Genetic and biochemical analysis of the role of the DEAD -box protein Sub2 in pre -mRNA splicing in Saccharomyces cerevisiae

Accurate removal of introns during pre-mRNA splicing is essential. The splice sites within a transcript are recognized and removed in a two-step trans-esterification reaction by the spliceosome. The spliceosome is a dynamic ribonucleoprotein complex that assembles de novo on each splicing substrate in an ordered series of ATP-dependent interactions between the spliceosome and the pre-mRNA substrate. Through this process, multiple recognition events occur at the intron splice sites, both before and during catalysis. Spliceosomal ATPases have been implicated to play an important role in the fidelity of these recognition events, but their mechanism remains unclear.;To better understand how spliceosomal ATPases affect fidelity during pre-mRNA splicing, I undertook genetic and biochemical analysis of the role of the Sub2 ATPase on early recognition events at the branchpoint sequence (BPS).

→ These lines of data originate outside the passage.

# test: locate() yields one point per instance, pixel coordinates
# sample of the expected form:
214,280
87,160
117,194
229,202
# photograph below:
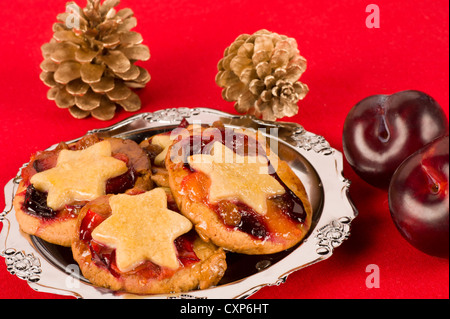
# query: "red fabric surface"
346,62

Sub2 has high homology to the mammalian ATPase UAP56, which associates with the U2AF65 splicing factor and is required for the ATP-dependent U2-BPS basepairing interaction. Genetic and biochemical analysis of sub2 alleles suggests that Sub2 functions to stabilize the ATP-independent BPS binding of BBP and Mud2, the yeast U2AF65 homologue; however, in a subsequent ATP-dependent step, Sub2 likely destabilizes these factors at the BPS, thereby promoting the U2-BPS interaction. Further genetic analysis of SUB2 interactions supports this model. Biochemical analyses of a Deltasub2Deltamud2 extract suggest that the balance of BBP and U2 snRNA binding to the BPS is altered in the absence of Sub2 and Mud2. Taken together these studies suggest that Sub2 may promote accurate BPS recognition by influencing a balance of affinities between BBP, Mud2, and the U2 snRNP at the BPS.;The genetic link between SUB2 and the snRNP biogenesis factor BRR1 implicates a role for Sub2 in snRNP biogenesis. SUB2 and BRR1 exhibit a complex series of genetic interactions, influenced by the levels of each factor. Overexpression of SUB2 partially suppresses the decrease in snRNA levels observed in a brr1-1 strain. Moreover, snRNP levels are similarly reduced in extracts derived from sub2-1 and Deltabrr1 strains. Taken together, these data suggest that Sub2 may play additional roles in the cell related to snRNP biogenesis or stability.